連載掌編小説【月とコーヒー】第二十一話 セーターの袖の小さな穴

吉田篤弘

【月とコーヒー】第二十一話 セーターの袖の小さな穴
食楽web

 ぼくは仕事を失ったのでした。ずいぶん長いあいだつづけてきた仕事でありましたが、ある日、「もう、やらなくていいんだよ」と云い渡されて、それで終わりでした。

 ぼくはしかし不思議と悲しくはなく、少しのあいだであれば蓄えがあるし、これまで一度も休暇というものを経験したことがなかったので、次の仕事を見つけるまで、旅行にでも出て、しばらく何も考えずに過ごすのはどうだろうかと思い立ったのです。

 ぼくは子供のころから楽天的な人間でした。楽天的であるというのはどういうことかと云うと、苦境に陥ったときに、その苦境の中に、何かしら楽しめるものを見つけるということです。

 仕事をしなくていいのなら旅に出よう──。

 そういうことです。ぼくは毎日決まった時間に起きて、決まった時間に仕事場へ行って、朝から夜まで休みなく働いていました。ですから、旅行というものと縁遠く、具体的に云うと、飛行機にも船にも特別急行列車にも乗ったことがありません。

「さて」とぼくは自分に訊きました。「お前はいま、どこへ行きたいのだ?」

 遠いところか。たとえば、飛行機に乗って地球の裏側まで行くことだって、いまなら出来る。このことはよくよく肝に銘じなくてはならない。「いまなら出来る」ということだ。いずれまた仕事をするようになったら──楽天的なぼくは、きっとそうなると信じているのですが──そのときはもう旅行に出ようなんて思わなくなる。そういう性格なのです。仕事をしているときは仕事のことだけを考え、旅行をしているときは旅行のことだけを考えていたい。

 だから、いましかない。いまなら出来ます。

 丸二日間考えて、ぼくの出した結論は、旅先は「遠いところ」ではなく、「特急列車に乗って三時間くらいで行けるところ」というものでした。それも、山奥や海べりではなく、いま住んでいる街とさして変わらない街に行ってみたい──。
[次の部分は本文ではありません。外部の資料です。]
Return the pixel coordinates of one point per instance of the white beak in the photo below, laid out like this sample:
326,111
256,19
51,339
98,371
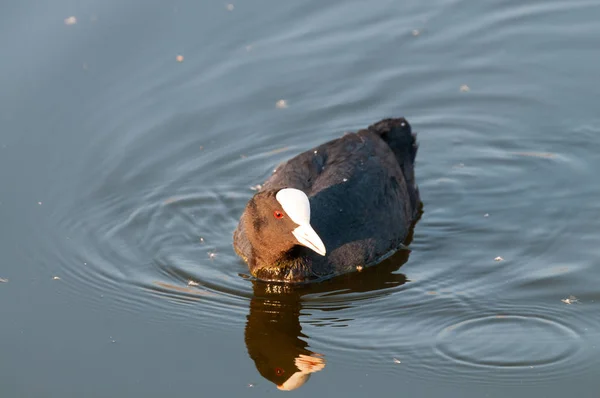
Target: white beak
306,236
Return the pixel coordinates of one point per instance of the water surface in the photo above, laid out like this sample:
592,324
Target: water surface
123,172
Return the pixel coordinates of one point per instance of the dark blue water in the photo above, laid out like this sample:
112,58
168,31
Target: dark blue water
124,170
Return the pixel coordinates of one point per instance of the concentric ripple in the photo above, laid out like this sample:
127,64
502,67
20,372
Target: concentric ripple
504,341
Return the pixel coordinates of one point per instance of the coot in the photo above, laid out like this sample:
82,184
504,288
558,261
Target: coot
344,205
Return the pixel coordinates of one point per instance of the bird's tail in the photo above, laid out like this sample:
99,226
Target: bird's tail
398,134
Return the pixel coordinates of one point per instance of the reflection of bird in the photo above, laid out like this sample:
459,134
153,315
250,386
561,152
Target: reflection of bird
273,334
339,207
275,341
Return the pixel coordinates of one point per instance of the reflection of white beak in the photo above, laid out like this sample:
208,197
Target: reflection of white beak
307,365
306,236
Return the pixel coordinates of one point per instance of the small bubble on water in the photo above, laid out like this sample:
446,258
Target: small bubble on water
570,300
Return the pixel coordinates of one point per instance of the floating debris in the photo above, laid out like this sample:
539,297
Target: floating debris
570,300
71,20
278,150
170,200
543,155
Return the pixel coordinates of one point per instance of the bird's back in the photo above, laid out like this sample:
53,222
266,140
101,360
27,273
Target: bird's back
362,193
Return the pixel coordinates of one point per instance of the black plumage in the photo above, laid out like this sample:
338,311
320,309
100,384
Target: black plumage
363,199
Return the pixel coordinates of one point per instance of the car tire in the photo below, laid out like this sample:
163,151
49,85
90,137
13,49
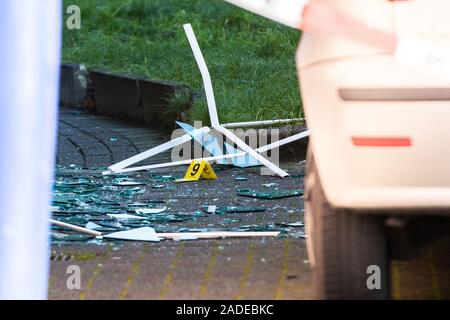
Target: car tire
347,250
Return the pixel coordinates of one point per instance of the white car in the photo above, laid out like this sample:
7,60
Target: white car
379,148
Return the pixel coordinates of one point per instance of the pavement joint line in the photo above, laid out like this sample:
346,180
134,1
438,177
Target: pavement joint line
284,271
433,271
246,272
95,273
135,269
207,275
172,269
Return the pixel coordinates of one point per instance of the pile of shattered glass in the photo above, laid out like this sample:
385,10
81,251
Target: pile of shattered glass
115,203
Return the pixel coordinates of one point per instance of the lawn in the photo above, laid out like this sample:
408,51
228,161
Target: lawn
251,59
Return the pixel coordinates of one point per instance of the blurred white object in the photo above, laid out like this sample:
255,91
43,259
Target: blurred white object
287,12
29,63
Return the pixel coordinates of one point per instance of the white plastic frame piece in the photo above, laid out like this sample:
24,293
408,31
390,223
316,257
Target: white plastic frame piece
262,149
213,109
260,123
123,166
154,151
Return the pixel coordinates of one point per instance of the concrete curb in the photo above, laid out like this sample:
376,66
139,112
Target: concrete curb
143,100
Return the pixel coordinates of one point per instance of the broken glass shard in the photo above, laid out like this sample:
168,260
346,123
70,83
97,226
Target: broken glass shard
140,234
126,182
124,216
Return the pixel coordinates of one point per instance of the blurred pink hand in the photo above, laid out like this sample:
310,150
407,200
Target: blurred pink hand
322,18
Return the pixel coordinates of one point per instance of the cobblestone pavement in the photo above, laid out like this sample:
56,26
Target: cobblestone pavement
204,269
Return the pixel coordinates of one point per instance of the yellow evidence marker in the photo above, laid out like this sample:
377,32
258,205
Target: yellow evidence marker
199,169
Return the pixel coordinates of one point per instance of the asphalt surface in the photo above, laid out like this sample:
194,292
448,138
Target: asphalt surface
269,268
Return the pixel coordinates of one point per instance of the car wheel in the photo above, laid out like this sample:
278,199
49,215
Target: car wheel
347,250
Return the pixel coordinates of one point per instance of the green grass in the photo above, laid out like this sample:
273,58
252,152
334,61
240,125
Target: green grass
251,59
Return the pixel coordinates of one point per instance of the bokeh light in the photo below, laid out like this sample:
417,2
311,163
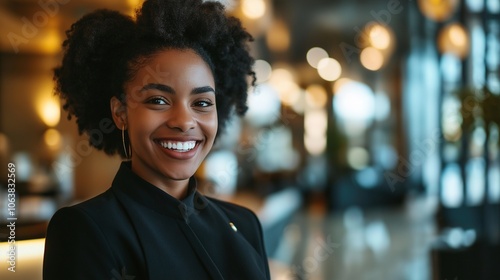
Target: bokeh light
315,55
329,69
372,59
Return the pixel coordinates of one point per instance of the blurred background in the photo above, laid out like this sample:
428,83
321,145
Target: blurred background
370,149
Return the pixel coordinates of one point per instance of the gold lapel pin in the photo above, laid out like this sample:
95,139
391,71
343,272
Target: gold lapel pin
233,227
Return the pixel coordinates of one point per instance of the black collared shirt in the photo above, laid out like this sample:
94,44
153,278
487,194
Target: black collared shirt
134,230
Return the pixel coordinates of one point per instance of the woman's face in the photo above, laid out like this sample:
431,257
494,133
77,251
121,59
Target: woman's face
171,116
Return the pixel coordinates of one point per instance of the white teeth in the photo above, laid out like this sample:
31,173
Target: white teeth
179,146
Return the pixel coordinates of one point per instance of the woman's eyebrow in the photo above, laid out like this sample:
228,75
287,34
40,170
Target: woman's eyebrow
160,87
204,89
168,89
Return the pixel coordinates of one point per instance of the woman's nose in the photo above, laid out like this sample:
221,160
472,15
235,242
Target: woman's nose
180,117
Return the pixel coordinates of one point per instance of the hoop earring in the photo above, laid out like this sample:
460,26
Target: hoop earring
123,143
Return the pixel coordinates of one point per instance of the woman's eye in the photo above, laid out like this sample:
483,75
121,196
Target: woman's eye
157,101
203,103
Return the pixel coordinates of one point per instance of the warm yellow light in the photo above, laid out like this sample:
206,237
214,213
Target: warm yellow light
438,10
380,37
48,108
50,41
329,69
282,80
340,83
371,59
316,96
253,9
358,158
315,126
454,39
315,145
315,123
262,70
278,36
52,138
315,55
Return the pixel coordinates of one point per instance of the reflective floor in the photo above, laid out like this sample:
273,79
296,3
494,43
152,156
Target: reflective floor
382,243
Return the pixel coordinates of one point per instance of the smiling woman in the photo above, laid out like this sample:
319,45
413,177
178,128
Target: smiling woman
169,81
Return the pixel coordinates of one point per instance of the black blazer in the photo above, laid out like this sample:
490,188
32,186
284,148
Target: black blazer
136,231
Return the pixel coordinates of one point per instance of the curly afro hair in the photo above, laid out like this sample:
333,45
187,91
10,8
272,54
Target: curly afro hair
105,48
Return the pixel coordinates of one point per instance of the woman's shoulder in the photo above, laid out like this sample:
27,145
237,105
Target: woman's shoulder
93,209
232,209
243,218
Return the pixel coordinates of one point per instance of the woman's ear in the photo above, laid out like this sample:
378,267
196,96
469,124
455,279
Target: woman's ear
119,112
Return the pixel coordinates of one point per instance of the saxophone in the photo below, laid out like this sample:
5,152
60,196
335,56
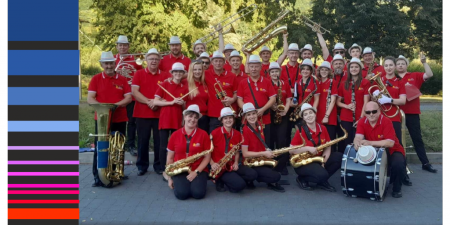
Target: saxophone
305,158
280,106
223,163
263,161
184,165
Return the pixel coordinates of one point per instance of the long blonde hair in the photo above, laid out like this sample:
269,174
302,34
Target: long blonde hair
191,80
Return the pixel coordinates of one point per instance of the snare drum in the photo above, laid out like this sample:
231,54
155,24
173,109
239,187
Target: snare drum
364,180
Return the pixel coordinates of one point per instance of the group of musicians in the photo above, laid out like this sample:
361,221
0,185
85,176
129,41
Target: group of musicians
216,102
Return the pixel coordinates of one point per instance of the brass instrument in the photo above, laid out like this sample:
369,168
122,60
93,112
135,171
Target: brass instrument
315,26
305,158
184,165
263,161
213,35
383,91
224,161
256,42
280,106
110,152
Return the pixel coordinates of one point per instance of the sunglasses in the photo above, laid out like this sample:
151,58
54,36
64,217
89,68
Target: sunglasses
371,112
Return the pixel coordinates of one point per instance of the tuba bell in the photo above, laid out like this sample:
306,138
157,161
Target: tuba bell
109,147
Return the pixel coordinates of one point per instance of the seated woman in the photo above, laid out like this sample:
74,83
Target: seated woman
185,142
234,176
315,135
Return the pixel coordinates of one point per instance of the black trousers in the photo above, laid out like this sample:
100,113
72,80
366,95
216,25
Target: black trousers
348,126
164,135
236,180
314,172
121,127
183,188
278,132
145,128
131,126
398,172
332,132
203,123
413,125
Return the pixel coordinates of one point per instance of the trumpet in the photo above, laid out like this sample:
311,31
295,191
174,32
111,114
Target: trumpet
255,41
213,35
315,26
383,91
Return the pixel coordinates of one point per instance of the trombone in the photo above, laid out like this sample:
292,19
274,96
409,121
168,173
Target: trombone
230,29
 というのも、ぼくは仕事に集中するあまり、ほとんど引っ越しというものをしたことがないのです。これまでの人生の大半を、いま住んでいる街で過ごしてきました。ですから、他の街というものに興味があるのです。

 それに、旅先が普通の街であれば、何も持って行く必要がありません。いつも使っている鞄にいつも持ち歩いているものを入れ、つまりは仕事に出かけるときと同じ装備で出かければいい。必要なものがあれば──たとえば、新しいセーターが欲しくなったら、その街の洋品店で買えばいいわけです。
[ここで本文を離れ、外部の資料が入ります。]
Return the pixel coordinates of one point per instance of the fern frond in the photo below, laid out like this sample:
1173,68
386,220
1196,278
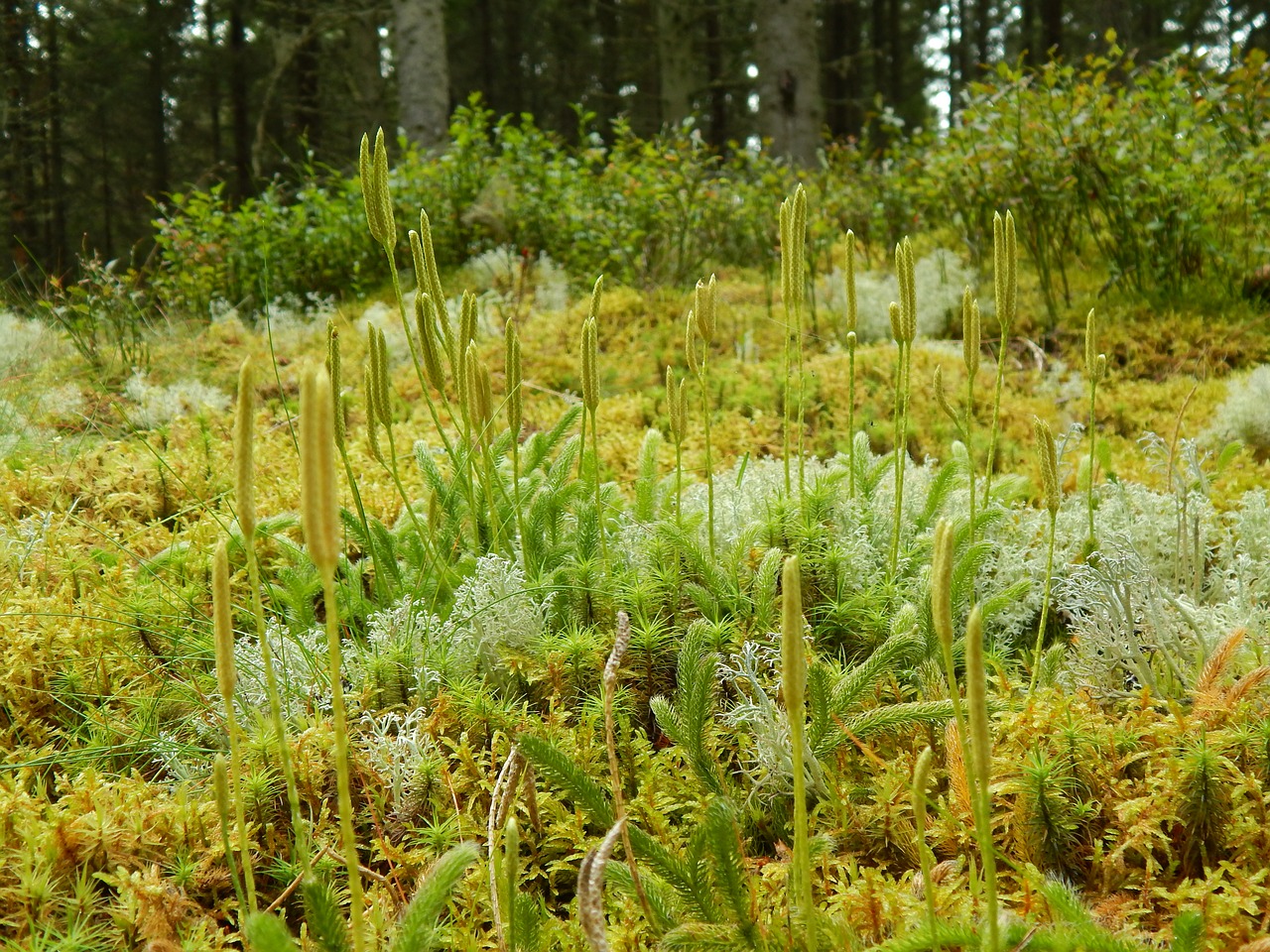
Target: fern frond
1189,932
267,933
566,772
688,719
661,897
1207,688
326,923
896,652
647,481
540,445
722,838
420,923
938,495
703,936
820,702
763,589
593,800
890,719
966,569
944,936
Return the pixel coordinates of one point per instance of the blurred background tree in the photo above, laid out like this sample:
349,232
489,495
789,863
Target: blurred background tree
113,104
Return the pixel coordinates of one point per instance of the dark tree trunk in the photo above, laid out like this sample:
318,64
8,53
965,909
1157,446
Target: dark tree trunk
715,77
56,249
213,84
841,66
894,55
16,137
1052,27
422,71
790,109
1028,31
513,68
239,105
982,21
308,71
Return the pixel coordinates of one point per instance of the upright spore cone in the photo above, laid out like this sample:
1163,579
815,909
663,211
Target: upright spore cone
373,168
512,370
971,329
1048,458
703,306
589,366
793,655
848,272
244,475
222,625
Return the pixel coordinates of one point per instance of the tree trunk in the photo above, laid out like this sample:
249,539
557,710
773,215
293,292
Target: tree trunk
239,107
56,249
308,64
790,109
422,71
16,136
358,104
676,27
1028,31
715,77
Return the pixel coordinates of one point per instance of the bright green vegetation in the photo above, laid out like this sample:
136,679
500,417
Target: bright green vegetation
453,652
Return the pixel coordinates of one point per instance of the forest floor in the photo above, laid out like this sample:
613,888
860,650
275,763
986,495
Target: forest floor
1146,798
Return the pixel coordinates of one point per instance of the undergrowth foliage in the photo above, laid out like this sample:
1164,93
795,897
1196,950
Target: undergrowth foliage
860,701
 じつは、セーターの袖に小さな穴があいていて、こういう小さな穴から始まって、いつのまにか取り返しのつかない壊滅に至るという経験がこれまでに何度かありました。ですから、セーターはそろそろ買い替えた方がいいと思われます。いや、どうせ買い替えると決まっているのなら、いますぐ買い替えた方がいいかもしれません──。

 ぼくは自分のアパートからすぐそこの駅前商店街に出ると、以前、ワイシャツを買ったことがある〈オノダ洋品店〉に向かいました。
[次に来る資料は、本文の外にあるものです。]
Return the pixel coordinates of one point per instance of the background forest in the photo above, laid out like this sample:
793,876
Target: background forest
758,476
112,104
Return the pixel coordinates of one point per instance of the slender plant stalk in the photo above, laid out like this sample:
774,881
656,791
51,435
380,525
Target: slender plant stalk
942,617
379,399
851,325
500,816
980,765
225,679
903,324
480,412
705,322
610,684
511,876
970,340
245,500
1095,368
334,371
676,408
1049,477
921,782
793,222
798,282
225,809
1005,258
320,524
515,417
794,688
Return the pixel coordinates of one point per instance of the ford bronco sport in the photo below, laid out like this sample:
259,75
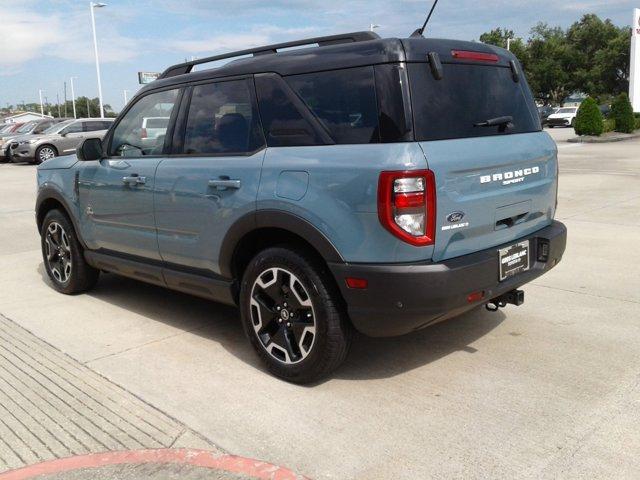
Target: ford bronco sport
362,183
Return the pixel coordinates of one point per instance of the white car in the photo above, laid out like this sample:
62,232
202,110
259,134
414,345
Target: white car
564,117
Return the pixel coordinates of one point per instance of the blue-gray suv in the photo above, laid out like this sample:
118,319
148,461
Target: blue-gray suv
351,183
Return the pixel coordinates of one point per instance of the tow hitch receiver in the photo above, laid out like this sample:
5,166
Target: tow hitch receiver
514,297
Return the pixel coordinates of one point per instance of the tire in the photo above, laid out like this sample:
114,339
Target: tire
63,256
44,153
307,334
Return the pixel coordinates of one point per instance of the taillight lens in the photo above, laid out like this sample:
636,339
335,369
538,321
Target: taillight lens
407,205
475,56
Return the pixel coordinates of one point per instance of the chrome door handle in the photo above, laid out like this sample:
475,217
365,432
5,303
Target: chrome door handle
224,184
134,180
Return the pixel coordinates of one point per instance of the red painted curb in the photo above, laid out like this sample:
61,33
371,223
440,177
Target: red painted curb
197,458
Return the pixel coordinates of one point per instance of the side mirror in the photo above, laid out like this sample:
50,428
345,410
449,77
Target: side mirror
90,149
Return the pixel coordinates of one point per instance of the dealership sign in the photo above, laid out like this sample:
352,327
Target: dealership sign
147,77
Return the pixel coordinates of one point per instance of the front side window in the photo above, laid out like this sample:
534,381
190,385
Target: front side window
222,120
344,101
72,128
131,138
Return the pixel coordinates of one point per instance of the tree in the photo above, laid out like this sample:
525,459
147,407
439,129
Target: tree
589,119
622,113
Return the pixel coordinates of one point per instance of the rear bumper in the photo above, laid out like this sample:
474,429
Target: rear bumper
402,298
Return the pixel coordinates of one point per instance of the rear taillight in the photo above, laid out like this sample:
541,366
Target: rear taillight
474,56
407,205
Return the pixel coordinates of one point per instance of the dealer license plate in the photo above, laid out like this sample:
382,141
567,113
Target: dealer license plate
514,259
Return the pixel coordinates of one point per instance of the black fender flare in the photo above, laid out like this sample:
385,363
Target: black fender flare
51,193
274,219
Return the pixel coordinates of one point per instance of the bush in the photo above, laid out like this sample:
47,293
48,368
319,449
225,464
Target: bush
589,119
609,125
622,113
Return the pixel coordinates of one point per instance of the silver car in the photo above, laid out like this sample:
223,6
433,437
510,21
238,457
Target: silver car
61,139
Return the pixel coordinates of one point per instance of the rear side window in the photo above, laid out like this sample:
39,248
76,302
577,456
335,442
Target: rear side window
468,95
343,100
222,119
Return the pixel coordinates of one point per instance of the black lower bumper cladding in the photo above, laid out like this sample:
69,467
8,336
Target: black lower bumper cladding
401,298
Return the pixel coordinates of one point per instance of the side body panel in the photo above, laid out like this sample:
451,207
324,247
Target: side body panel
193,215
335,189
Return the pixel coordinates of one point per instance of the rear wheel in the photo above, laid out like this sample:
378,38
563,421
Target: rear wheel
44,153
63,256
293,315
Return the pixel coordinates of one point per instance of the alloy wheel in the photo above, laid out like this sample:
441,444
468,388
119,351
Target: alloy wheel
282,315
46,153
58,252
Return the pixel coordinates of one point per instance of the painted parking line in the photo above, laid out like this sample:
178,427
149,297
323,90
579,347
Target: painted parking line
194,458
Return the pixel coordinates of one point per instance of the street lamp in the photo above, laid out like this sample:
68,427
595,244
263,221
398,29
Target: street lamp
95,47
73,98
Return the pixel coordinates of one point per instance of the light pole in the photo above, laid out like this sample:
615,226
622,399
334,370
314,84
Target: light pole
73,98
95,47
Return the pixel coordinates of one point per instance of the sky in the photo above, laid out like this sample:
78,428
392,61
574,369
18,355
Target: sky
44,43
 ところがです。ぼくが仕事に集中した日々を送っていたあいだに、どうやら〈オノダ洋品店〉は壊滅してしまったようでした。たしかここにあったはず、という場所は更地となり、おそらく、〈オノダ洋品店〉は最初の「小さな穴」に気づかなかったのでしょう。

(よし、それなら──)

 こういうときは気持ちの切り替えが大切です。ぼくはそのまま駅へ向かい、私鉄電車に乗って、三駅はなれた〈真倉〉という隣街に向かいました。それは、ぼくが仕事場に通うのとは逆の方向で、じつを云うと、ぼくはそちら方面に向かう電車に乗ったことが一度もありませんでした。要は何の用事もなかったのです。買い物はすべて駅前の商店街で済ませていましたし、趣味は読書ですから、自分の家か商店街の喫茶店などで本を読むのみです。

 車にも自転車にも乗らず、スポーツやギャンブルといったものにも興味がありません。友人はいますが、彼はいま外国の大きな会社で働いているので、もう何年も会っていません。仕事以外で誰と会うこともありませんし、そうなると、本当にどこへも行く必要がない。たとえ、それがすぐ近くの隣街であってもです──。

 しかし、〈真倉〉駅を降りて駅前のロータリーに立ったとき、(そういえば)と子供のころに一度だけ歩いて〈真倉〉まで来たことがあったのを思い出しました。街の様子はそのときと比べてだいぶ変わっているようでしたが、風景のそこかしこに記憶の底に埋もれていたものが反応し、何の変哲もない商店街が、いちいち感慨深く目に映りました。